The Adventures of Hajji Baba of Ispahan, by James Justinian Morier

Chapter lxv

He purchases pipe-sticks, and inspires a hopeless passion in the breast of his old master’s daughter.

Osman Aga’s house was situated in a narrow lane, leading out of the street which leads into one of the principal bazaars. Immediately in front of the door was a heap of rubbish, upon which a litter of kittens had just been thrown, making an essay of their young voices as we passed; and a little farther, on a similar mound, a colony of puppies had been planted, guarded by a mangy mother, which, by their united cries, left us nothing to desire in the way of discord. Between these was situated the gate of Osman Aga’s house, into which we entered. It was a small building, consisting of some crazy rooms, which neither indicated riches nor cleanliness. As I had no baggage belonging to me, except a small carpet, my removal here from the caravanserai was soon accomplished, and I took up my future abode in a corner of mine host’s principal room, where he also spread his bed and slept.

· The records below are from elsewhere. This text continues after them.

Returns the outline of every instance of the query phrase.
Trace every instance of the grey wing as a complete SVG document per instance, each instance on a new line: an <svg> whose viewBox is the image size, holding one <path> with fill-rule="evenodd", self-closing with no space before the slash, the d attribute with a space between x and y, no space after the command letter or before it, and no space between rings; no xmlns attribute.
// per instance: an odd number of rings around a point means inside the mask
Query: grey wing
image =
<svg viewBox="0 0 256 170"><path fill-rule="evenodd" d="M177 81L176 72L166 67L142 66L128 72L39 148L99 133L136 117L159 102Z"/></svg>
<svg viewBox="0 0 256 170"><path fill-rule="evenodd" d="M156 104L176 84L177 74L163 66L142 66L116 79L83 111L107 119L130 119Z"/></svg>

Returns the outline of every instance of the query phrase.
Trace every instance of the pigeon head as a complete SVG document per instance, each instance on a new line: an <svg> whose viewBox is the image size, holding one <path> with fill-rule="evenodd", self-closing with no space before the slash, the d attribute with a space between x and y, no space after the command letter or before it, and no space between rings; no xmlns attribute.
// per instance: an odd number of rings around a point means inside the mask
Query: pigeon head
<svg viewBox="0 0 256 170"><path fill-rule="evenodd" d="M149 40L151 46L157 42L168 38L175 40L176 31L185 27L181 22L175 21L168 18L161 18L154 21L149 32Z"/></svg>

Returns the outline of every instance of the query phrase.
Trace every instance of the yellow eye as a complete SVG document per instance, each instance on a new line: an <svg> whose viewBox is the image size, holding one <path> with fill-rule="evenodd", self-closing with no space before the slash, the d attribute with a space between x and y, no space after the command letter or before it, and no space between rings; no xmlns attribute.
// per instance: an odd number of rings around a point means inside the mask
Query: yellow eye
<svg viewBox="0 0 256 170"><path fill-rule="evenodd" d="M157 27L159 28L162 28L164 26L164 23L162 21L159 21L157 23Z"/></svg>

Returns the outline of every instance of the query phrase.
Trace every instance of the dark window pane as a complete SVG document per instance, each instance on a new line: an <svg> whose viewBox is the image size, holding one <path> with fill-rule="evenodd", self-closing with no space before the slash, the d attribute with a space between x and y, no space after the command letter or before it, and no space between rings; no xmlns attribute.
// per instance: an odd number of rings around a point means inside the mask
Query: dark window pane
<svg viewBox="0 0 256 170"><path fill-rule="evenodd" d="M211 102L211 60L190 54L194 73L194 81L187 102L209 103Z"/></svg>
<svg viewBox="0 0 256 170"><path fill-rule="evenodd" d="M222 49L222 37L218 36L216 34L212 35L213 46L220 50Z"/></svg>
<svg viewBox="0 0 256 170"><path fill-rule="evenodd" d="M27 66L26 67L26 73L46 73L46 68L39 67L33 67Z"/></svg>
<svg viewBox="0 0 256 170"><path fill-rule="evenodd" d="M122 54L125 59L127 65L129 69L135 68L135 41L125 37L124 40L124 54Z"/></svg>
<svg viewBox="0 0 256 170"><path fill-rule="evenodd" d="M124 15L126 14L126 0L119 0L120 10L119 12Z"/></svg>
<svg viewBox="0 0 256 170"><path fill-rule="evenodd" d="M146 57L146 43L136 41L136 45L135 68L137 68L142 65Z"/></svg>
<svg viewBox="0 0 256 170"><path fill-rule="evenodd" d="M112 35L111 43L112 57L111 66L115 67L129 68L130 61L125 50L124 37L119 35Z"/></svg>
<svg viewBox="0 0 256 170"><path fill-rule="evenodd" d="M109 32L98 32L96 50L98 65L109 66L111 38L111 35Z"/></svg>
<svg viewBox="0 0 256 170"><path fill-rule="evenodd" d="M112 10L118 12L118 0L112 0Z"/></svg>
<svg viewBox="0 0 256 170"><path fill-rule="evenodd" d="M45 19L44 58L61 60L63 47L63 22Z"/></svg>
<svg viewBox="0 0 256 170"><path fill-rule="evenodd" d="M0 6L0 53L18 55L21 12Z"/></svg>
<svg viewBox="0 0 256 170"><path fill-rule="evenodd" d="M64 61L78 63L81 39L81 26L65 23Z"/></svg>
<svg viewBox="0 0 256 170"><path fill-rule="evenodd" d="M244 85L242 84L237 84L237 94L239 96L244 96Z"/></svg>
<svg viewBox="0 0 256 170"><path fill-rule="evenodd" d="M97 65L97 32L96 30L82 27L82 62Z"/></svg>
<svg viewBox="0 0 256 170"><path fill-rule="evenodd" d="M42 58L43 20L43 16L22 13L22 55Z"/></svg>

By way of celebrating my arrival, he treated me with roasted lamb, and an abundant dish of rice, to which were added dates, cheese, and onions. The dishes were cooked in the harem, by the hands of his wife and daughter, aided by a female slave, the only domestic in the establishment. Neither of these had I yet seen, for it was dusk when we reached the house; nor, from good manners, did I ask more about them than Osman was inclined to tell me.

Besides myself and his son, the old man had invited a brother dealer in lambskins to the entertainment, with whom he had formed a close intimacy during his travels in Bokhara. The conversation turned exclusively upon commerce, about which I was so ignorant, that I took very little share in it, although, considering that it was my intention to enter it myself, I was very happy to open my ears to all that was said.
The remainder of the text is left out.